Details: Gilead shipped a batch of its investigational drug, called Remdesivir, to China after requesting — but not receiving — federal approval from the Department of Health and Human Services, which is required by law.

  • Gilead’s unilateral decision to ship the coronavirus drug without approval caused consternation within the senior ranks of the Trump administration, according to administration officials with direct knowledge of the events that unfolded behind the scenes.

The other side: Some officials within the administration think that HHS should have approached the situation with more urgency and coordination, although HHS provided Axios with a timeline that includes three separate instances of the Food and Drug Administration communicating with Gilead.

  • The company also reached out to senior HHS officials outside of the FDA. “At that time FDA was already actively working on this,” an HHS spokesperson said.
  • “The timeline normally might be fine, but in a global public health challenge, people need to move, which apparently Gilead was doing and the HHS bureaucracy was not,” said an administration official.

Gilead ultimately made this controversial shipment on Feb. 3 — a window in which airlines were quickly shutting down flights to and from China while the virus rapidly spread, making the company believe it needed to move fast.

The timeline:

  • Jan. 26: Gilead notified the FDA about its export request, according to a spokesperson for HHS. On the same day, the FDA informed the company of the regulatory requirements and offered to discuss them by phone.
  • Jan. 30: The FDA received documentation from Gilead. After evaluating the documentation late into the night, the FDA found it insufficient.
  • On Jan. 31, the FDA told Gilead what additional paperwork was needed.
  • Feb. 1: Gilead submitted additional paperwork. The FDA emailed the company confirmation that the paperwork was helpful and asked it to send any additional information.
  • Feb. 2: Gilead submitted more documentation.
  • Feb. 3: “Just minutes before a morning meeting” within HHS to discuss the export authorization, Gilead told HHS by phone that the drugs were already on a plane to China, according to the HHS spokesperson.
  • Feb. 7: HHS authorized a second shipment of Remdesivir to China. “At this point, FDA had worked with Gilead to ensure the clinical trial protocols were sufficient to yield data that could potentially support an approval,” the HHS spokesperson said.

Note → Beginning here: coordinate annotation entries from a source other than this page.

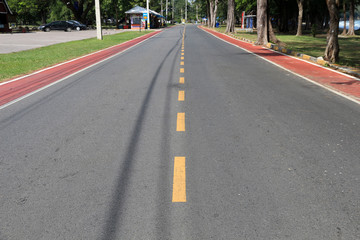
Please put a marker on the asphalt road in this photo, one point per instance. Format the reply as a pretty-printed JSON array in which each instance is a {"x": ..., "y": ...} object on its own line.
[{"x": 268, "y": 155}]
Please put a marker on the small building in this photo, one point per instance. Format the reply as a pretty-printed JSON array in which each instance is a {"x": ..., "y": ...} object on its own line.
[
  {"x": 5, "y": 16},
  {"x": 137, "y": 21}
]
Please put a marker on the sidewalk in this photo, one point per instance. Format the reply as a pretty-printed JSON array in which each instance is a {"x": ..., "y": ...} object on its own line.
[
  {"x": 13, "y": 90},
  {"x": 337, "y": 82},
  {"x": 24, "y": 41}
]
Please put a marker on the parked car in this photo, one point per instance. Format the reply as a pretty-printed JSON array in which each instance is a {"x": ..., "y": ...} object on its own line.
[
  {"x": 58, "y": 25},
  {"x": 78, "y": 25}
]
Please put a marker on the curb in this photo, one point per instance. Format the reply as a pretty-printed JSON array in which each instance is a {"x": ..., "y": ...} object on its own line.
[{"x": 348, "y": 70}]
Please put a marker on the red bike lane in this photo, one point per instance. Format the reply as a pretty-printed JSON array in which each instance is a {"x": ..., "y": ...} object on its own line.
[
  {"x": 20, "y": 87},
  {"x": 345, "y": 85}
]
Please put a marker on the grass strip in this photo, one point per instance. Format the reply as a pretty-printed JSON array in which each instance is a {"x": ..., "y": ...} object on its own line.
[
  {"x": 24, "y": 62},
  {"x": 314, "y": 46}
]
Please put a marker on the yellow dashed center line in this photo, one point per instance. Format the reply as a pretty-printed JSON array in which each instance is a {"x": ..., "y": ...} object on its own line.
[
  {"x": 181, "y": 96},
  {"x": 180, "y": 123},
  {"x": 179, "y": 181}
]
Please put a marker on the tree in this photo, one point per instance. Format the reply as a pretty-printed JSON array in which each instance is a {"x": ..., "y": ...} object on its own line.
[
  {"x": 230, "y": 25},
  {"x": 351, "y": 18},
  {"x": 262, "y": 22},
  {"x": 332, "y": 49},
  {"x": 300, "y": 16},
  {"x": 344, "y": 12},
  {"x": 79, "y": 8},
  {"x": 213, "y": 5}
]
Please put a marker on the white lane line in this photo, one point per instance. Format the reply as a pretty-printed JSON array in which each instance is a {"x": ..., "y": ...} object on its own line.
[{"x": 62, "y": 79}]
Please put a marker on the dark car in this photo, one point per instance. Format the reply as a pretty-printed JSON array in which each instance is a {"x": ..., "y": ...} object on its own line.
[
  {"x": 58, "y": 25},
  {"x": 78, "y": 25}
]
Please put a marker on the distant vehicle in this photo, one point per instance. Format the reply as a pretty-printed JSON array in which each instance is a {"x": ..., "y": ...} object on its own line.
[
  {"x": 78, "y": 25},
  {"x": 356, "y": 25},
  {"x": 58, "y": 25}
]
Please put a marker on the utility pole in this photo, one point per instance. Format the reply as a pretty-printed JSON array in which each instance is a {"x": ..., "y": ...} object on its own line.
[
  {"x": 98, "y": 20},
  {"x": 166, "y": 9},
  {"x": 147, "y": 9},
  {"x": 162, "y": 9},
  {"x": 173, "y": 12},
  {"x": 185, "y": 11}
]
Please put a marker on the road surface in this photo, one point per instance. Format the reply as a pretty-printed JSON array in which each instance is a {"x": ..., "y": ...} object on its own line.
[{"x": 218, "y": 145}]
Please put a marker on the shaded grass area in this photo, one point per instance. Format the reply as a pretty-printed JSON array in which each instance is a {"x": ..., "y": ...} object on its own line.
[
  {"x": 24, "y": 62},
  {"x": 315, "y": 46}
]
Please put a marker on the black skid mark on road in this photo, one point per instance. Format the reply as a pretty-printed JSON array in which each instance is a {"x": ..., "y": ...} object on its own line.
[{"x": 116, "y": 207}]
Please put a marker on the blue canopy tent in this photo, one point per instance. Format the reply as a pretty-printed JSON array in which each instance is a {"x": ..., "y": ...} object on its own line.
[{"x": 137, "y": 21}]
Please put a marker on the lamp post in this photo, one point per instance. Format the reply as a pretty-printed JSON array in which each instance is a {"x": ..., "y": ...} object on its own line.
[
  {"x": 98, "y": 20},
  {"x": 147, "y": 9},
  {"x": 185, "y": 11}
]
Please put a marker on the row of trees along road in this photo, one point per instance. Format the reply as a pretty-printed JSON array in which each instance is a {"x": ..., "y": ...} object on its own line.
[
  {"x": 266, "y": 7},
  {"x": 285, "y": 15},
  {"x": 288, "y": 16}
]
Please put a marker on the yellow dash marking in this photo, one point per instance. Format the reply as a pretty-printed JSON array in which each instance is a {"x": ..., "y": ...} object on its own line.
[
  {"x": 180, "y": 123},
  {"x": 181, "y": 96},
  {"x": 179, "y": 181}
]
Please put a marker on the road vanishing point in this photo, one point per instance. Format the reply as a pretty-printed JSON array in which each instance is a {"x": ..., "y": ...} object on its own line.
[{"x": 181, "y": 136}]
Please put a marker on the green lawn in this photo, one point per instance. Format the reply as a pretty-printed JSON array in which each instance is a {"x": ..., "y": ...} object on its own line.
[
  {"x": 349, "y": 46},
  {"x": 19, "y": 63}
]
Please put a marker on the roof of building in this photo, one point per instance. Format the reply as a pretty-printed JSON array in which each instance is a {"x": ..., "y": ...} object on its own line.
[
  {"x": 139, "y": 9},
  {"x": 4, "y": 7}
]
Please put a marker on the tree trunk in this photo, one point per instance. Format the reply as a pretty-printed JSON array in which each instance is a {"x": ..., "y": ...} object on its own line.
[
  {"x": 351, "y": 31},
  {"x": 272, "y": 36},
  {"x": 208, "y": 13},
  {"x": 344, "y": 10},
  {"x": 77, "y": 8},
  {"x": 262, "y": 22},
  {"x": 301, "y": 12},
  {"x": 230, "y": 25},
  {"x": 332, "y": 49},
  {"x": 213, "y": 10}
]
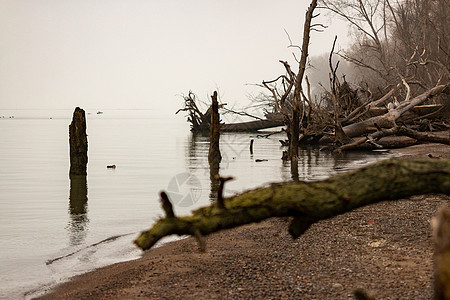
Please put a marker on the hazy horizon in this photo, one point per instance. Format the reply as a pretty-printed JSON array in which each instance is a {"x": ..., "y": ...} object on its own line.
[{"x": 58, "y": 54}]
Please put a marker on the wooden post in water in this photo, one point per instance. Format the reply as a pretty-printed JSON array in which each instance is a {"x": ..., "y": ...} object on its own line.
[
  {"x": 78, "y": 143},
  {"x": 214, "y": 151}
]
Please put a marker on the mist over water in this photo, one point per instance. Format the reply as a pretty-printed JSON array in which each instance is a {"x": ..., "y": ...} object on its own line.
[{"x": 53, "y": 228}]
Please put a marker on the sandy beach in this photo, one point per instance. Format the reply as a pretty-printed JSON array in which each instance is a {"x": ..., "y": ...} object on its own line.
[{"x": 384, "y": 248}]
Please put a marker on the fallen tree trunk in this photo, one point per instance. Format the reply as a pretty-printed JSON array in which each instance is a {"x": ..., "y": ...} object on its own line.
[
  {"x": 388, "y": 120},
  {"x": 310, "y": 202},
  {"x": 251, "y": 125},
  {"x": 406, "y": 137}
]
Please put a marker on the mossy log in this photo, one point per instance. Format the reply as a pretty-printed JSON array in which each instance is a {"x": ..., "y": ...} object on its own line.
[
  {"x": 310, "y": 202},
  {"x": 214, "y": 149}
]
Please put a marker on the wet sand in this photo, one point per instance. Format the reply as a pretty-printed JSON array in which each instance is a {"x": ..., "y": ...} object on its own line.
[{"x": 384, "y": 248}]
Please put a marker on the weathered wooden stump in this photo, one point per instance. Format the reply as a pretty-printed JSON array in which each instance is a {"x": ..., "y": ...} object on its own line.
[
  {"x": 78, "y": 143},
  {"x": 214, "y": 151}
]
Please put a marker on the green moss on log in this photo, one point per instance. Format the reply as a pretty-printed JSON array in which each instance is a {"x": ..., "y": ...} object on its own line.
[{"x": 311, "y": 202}]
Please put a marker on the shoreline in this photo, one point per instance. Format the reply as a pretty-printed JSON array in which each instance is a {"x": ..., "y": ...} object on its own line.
[{"x": 384, "y": 248}]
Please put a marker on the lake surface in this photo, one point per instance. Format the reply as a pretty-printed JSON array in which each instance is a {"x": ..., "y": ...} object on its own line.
[{"x": 52, "y": 228}]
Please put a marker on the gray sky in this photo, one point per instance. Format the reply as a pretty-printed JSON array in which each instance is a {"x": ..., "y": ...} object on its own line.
[{"x": 102, "y": 54}]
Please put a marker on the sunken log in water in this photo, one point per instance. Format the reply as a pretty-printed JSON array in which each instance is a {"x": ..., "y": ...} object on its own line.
[
  {"x": 310, "y": 202},
  {"x": 214, "y": 150},
  {"x": 78, "y": 143}
]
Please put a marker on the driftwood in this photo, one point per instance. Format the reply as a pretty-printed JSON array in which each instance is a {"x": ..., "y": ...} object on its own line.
[
  {"x": 401, "y": 132},
  {"x": 310, "y": 202},
  {"x": 78, "y": 143},
  {"x": 214, "y": 149},
  {"x": 388, "y": 120}
]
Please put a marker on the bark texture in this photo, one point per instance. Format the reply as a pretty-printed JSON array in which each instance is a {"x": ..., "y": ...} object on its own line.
[
  {"x": 214, "y": 150},
  {"x": 311, "y": 202},
  {"x": 78, "y": 143}
]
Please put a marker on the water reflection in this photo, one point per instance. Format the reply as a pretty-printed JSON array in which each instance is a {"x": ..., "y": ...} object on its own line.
[
  {"x": 79, "y": 220},
  {"x": 214, "y": 167}
]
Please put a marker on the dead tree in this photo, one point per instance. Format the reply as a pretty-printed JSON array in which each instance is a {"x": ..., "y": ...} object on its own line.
[
  {"x": 310, "y": 202},
  {"x": 78, "y": 143},
  {"x": 214, "y": 150}
]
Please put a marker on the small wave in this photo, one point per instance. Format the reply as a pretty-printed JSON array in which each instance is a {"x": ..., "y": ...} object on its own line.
[{"x": 107, "y": 240}]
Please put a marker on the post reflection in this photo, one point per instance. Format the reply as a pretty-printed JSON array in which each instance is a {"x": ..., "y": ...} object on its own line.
[
  {"x": 214, "y": 167},
  {"x": 79, "y": 220}
]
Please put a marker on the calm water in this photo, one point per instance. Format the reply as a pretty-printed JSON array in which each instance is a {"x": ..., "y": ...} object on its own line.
[{"x": 52, "y": 228}]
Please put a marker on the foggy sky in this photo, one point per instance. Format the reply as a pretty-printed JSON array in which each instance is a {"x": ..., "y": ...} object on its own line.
[{"x": 104, "y": 54}]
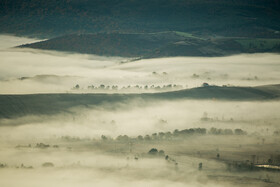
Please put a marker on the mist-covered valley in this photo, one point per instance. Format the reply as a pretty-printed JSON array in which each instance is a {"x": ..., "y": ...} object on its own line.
[{"x": 69, "y": 119}]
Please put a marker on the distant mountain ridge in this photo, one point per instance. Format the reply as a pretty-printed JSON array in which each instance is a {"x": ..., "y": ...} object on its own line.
[
  {"x": 153, "y": 45},
  {"x": 49, "y": 104},
  {"x": 51, "y": 18}
]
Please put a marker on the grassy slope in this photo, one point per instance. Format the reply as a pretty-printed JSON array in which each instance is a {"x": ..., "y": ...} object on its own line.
[{"x": 36, "y": 104}]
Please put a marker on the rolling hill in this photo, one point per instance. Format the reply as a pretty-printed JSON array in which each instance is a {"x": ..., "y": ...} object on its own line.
[
  {"x": 234, "y": 18},
  {"x": 46, "y": 104},
  {"x": 152, "y": 45}
]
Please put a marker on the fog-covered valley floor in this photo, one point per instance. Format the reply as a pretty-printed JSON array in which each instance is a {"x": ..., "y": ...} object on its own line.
[{"x": 136, "y": 141}]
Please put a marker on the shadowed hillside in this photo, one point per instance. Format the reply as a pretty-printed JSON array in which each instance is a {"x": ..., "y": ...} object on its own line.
[
  {"x": 243, "y": 18},
  {"x": 36, "y": 104},
  {"x": 152, "y": 45}
]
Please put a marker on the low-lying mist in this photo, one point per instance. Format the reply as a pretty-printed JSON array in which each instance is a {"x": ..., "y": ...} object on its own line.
[
  {"x": 40, "y": 71},
  {"x": 135, "y": 141}
]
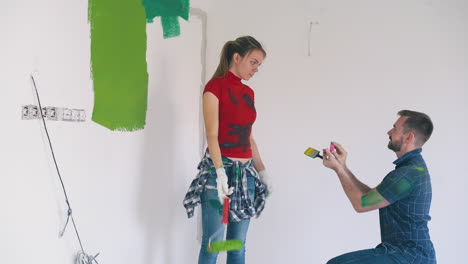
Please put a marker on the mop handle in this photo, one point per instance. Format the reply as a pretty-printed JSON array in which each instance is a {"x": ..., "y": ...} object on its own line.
[{"x": 225, "y": 211}]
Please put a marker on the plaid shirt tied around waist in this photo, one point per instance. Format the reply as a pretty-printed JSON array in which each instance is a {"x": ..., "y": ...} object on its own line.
[{"x": 241, "y": 206}]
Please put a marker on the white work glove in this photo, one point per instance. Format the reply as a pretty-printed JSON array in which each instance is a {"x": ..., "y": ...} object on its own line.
[
  {"x": 221, "y": 184},
  {"x": 266, "y": 179}
]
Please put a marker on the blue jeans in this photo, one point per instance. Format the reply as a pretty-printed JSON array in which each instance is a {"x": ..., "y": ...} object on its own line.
[
  {"x": 211, "y": 222},
  {"x": 379, "y": 255}
]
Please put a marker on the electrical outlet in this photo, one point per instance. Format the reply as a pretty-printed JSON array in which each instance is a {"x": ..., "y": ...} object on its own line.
[
  {"x": 75, "y": 114},
  {"x": 67, "y": 114},
  {"x": 44, "y": 112},
  {"x": 33, "y": 112},
  {"x": 82, "y": 115},
  {"x": 52, "y": 113}
]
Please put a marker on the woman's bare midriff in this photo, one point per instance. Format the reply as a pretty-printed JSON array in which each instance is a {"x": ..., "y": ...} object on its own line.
[{"x": 240, "y": 159}]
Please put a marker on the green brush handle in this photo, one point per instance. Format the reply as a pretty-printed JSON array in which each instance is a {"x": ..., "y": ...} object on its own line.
[{"x": 226, "y": 245}]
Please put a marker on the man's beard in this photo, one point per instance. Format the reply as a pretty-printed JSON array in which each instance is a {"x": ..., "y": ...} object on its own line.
[{"x": 395, "y": 145}]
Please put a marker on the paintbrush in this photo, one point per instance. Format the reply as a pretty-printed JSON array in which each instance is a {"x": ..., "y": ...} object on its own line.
[{"x": 313, "y": 153}]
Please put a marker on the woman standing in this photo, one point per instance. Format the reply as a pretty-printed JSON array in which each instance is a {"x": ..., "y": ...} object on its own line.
[{"x": 232, "y": 166}]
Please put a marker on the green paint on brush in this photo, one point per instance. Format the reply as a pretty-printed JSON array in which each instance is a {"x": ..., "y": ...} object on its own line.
[
  {"x": 169, "y": 11},
  {"x": 372, "y": 198},
  {"x": 118, "y": 63}
]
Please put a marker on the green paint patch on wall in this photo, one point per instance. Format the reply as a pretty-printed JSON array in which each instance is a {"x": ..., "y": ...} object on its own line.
[
  {"x": 118, "y": 63},
  {"x": 372, "y": 198},
  {"x": 169, "y": 11}
]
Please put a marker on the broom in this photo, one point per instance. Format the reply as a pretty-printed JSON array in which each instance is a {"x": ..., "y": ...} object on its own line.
[{"x": 226, "y": 245}]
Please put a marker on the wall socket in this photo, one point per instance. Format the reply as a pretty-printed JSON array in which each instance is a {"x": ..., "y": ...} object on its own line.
[{"x": 29, "y": 112}]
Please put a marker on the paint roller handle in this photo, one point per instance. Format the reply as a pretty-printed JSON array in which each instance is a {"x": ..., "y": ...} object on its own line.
[{"x": 225, "y": 210}]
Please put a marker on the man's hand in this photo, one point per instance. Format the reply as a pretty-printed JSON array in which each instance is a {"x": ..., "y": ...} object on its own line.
[{"x": 330, "y": 161}]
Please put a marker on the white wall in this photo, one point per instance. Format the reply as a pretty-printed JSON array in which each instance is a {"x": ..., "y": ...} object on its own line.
[{"x": 368, "y": 60}]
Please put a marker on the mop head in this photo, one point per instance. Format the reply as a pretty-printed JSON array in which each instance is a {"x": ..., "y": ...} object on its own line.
[{"x": 226, "y": 245}]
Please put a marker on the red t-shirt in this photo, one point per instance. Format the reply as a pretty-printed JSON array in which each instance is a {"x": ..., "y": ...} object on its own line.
[{"x": 236, "y": 114}]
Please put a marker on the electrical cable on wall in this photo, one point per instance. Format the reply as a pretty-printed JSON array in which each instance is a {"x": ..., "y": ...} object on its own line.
[{"x": 82, "y": 257}]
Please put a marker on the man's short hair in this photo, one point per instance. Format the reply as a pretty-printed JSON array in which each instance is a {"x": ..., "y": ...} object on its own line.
[{"x": 418, "y": 123}]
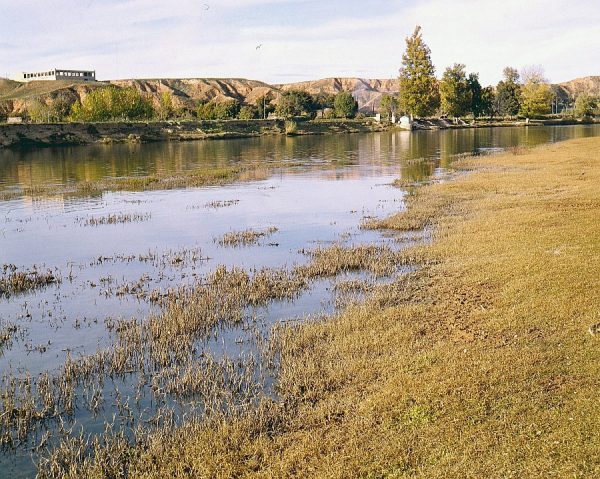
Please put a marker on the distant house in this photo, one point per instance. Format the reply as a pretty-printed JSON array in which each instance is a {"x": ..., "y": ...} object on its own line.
[{"x": 59, "y": 74}]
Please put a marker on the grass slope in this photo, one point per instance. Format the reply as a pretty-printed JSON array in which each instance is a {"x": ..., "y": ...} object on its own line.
[{"x": 479, "y": 365}]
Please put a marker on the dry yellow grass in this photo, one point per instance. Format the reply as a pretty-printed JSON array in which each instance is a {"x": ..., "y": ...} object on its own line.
[{"x": 480, "y": 365}]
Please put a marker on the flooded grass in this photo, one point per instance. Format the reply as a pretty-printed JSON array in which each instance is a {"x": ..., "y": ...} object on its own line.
[
  {"x": 113, "y": 219},
  {"x": 488, "y": 340},
  {"x": 14, "y": 281},
  {"x": 246, "y": 237},
  {"x": 221, "y": 203}
]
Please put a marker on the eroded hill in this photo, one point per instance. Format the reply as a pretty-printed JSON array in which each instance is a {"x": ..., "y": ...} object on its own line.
[{"x": 15, "y": 97}]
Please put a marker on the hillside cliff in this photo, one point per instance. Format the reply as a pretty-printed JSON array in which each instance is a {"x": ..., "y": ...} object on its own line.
[{"x": 187, "y": 92}]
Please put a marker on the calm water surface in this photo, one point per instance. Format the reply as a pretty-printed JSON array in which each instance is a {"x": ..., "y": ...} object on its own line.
[{"x": 326, "y": 187}]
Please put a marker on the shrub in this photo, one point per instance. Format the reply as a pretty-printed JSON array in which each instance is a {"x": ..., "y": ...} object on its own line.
[
  {"x": 218, "y": 110},
  {"x": 345, "y": 105},
  {"x": 112, "y": 103},
  {"x": 247, "y": 113}
]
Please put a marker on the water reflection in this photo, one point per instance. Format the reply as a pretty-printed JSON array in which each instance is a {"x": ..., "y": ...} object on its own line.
[{"x": 373, "y": 153}]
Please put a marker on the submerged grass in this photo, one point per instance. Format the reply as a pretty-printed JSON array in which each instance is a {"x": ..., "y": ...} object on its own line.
[
  {"x": 245, "y": 237},
  {"x": 478, "y": 365},
  {"x": 13, "y": 281}
]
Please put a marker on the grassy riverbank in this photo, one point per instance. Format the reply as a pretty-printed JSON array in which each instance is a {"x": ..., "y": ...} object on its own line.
[
  {"x": 32, "y": 135},
  {"x": 478, "y": 365}
]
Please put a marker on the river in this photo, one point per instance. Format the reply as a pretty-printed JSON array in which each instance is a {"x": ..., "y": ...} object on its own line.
[{"x": 114, "y": 251}]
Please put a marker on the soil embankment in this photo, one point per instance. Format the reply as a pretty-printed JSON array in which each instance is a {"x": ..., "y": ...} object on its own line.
[{"x": 59, "y": 134}]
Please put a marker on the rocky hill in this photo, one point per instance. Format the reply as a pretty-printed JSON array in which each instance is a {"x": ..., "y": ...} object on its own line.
[
  {"x": 187, "y": 92},
  {"x": 368, "y": 92}
]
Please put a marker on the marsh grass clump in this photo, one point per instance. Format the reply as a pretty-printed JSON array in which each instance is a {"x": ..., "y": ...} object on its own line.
[
  {"x": 246, "y": 237},
  {"x": 13, "y": 281},
  {"x": 379, "y": 260},
  {"x": 221, "y": 203},
  {"x": 117, "y": 218}
]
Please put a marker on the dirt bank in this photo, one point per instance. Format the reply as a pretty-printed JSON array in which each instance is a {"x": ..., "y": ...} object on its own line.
[{"x": 39, "y": 135}]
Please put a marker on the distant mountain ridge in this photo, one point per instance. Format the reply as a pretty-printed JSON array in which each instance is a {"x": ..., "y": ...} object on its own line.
[{"x": 187, "y": 92}]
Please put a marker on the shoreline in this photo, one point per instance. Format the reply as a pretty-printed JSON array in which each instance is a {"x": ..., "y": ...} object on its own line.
[
  {"x": 478, "y": 364},
  {"x": 40, "y": 135}
]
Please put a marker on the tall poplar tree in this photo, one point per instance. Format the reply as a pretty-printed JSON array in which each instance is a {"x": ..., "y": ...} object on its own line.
[
  {"x": 508, "y": 93},
  {"x": 455, "y": 93},
  {"x": 419, "y": 94}
]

What they’re saying: We believe our limited shipments of Remdesivir to China were made in compliance with all applicable laws, including U.S. laws,” Gilead said in a statement to Axios.

  • “In light of the seriousness of this global crisis, we moved quickly to provide the drug so it can be tested through scientifically rigorous clinical trials in China. China at the time was the only country with enough confirmed cases to conduct clinical trials to determine the safety and efficacy of Remdesivir,” the company added.

“HHS was not opposed to sending Remdesivir to China for the purpose of conducting clinical trials,” the HHS spokesperson said in a statement to Axios. “We were concerned with ensuring the clinical trials conducted in China were set up in a way to produce data that would be useful to the U.S. and countries around the world to produce an authorized therapeutic for COVID-19.”